David Hale tells the story behind that iconic photograph.
IT’S IMPOSSIBLE TO know who authored the first inept head-butt in coaching history, but it’s safe to say it was former Georgia defensive coordinator Erk Russell, who set the standard by which all modern mishaps should be judged.
Throughout the 1970s, Russell had a pregame tradition with his defensive linemen in which players huddled around the coach in what he called “the bull ring.” Russell would point to a lineman — the bull — who would then charge the coach. Russell would mash his bald scalp into the player’s chest and shoulder pads, lifting the player into the air with his arms. From outside the huddle, it looked violent, but Russell had his technique down and no harm was done — until the Dawgs’ 1979 game against South Carolina.
That day, Georgia was down a few linemen due to injuries, so Russell had one of his linebackers, Robert Goodwin, move to D-end. Goodwin had seen the pregame ritual before, but like most people who had witnessed the spectacle, he thought Russell delivered a genuine head-butt. So, when they all lined up in the bull ring, Russell called out Goodwin’s name, and the bull charged.
“Robert comes flying in, thinking he’s head-butting,” said Frank Ros, one of Georgia’s star defenders at the time. “He comes in and lowers his head and wham!”
Worse yet, Goodwin’s facemask had been hastily attached to his helmet moments earlier, leaving the tip of a screw jutting out from the front. The screw dug into the top of Russell’s head and opened a gruesome, two-inch gash.

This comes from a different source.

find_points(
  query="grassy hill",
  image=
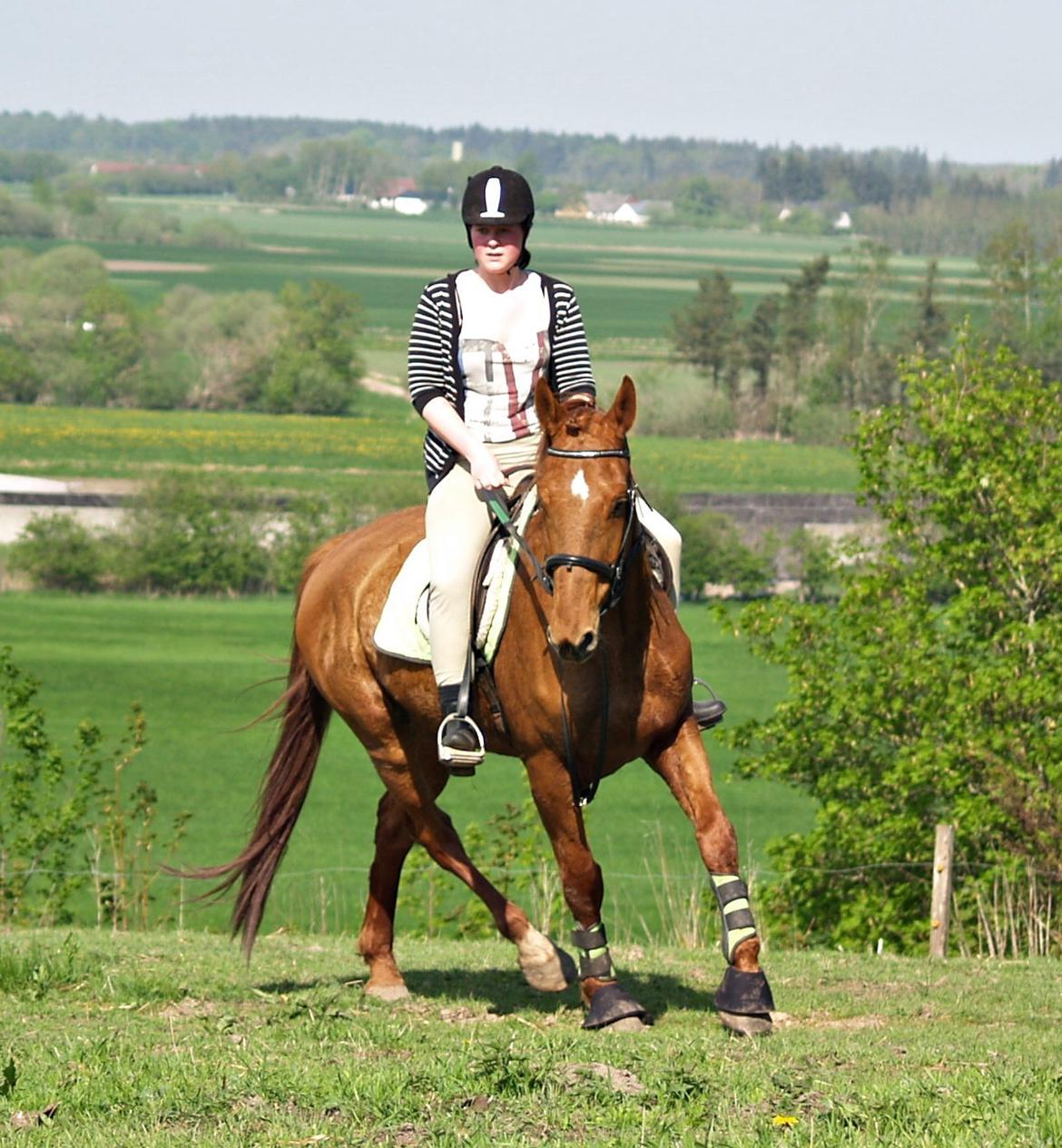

“Blood just started pouring down,” Ros said.
Russell wasn’t fazed. He wiped the blood from his head and began swiping it across his players’ jerseys before a team trainer finally intervened, sticking a butterfly bandage across the laceration.
The resulting photo of Russell, streaks of blood running down his forehead, a swab of blood staining his white polo shirt and a bandage affixed to his bald scalp, now stands as an iconic reminder of the coach’s ferocity, even if those who played for Russell knew he was hardly the madman the image evokes.
Of course, there’s a punchline to the story.
The next day, players showed up for a Sunday film review and weightlifting, and a few began razzing Russell about the injury.
“I guess you won’t be head-butting this week,” one player joked.
No, Russell said. His head-butting days were officially over.
“I got home last night,” Ros remembered Russell explaining, “and my wife said if I ever came home looking like that again, she was going to divorce me.”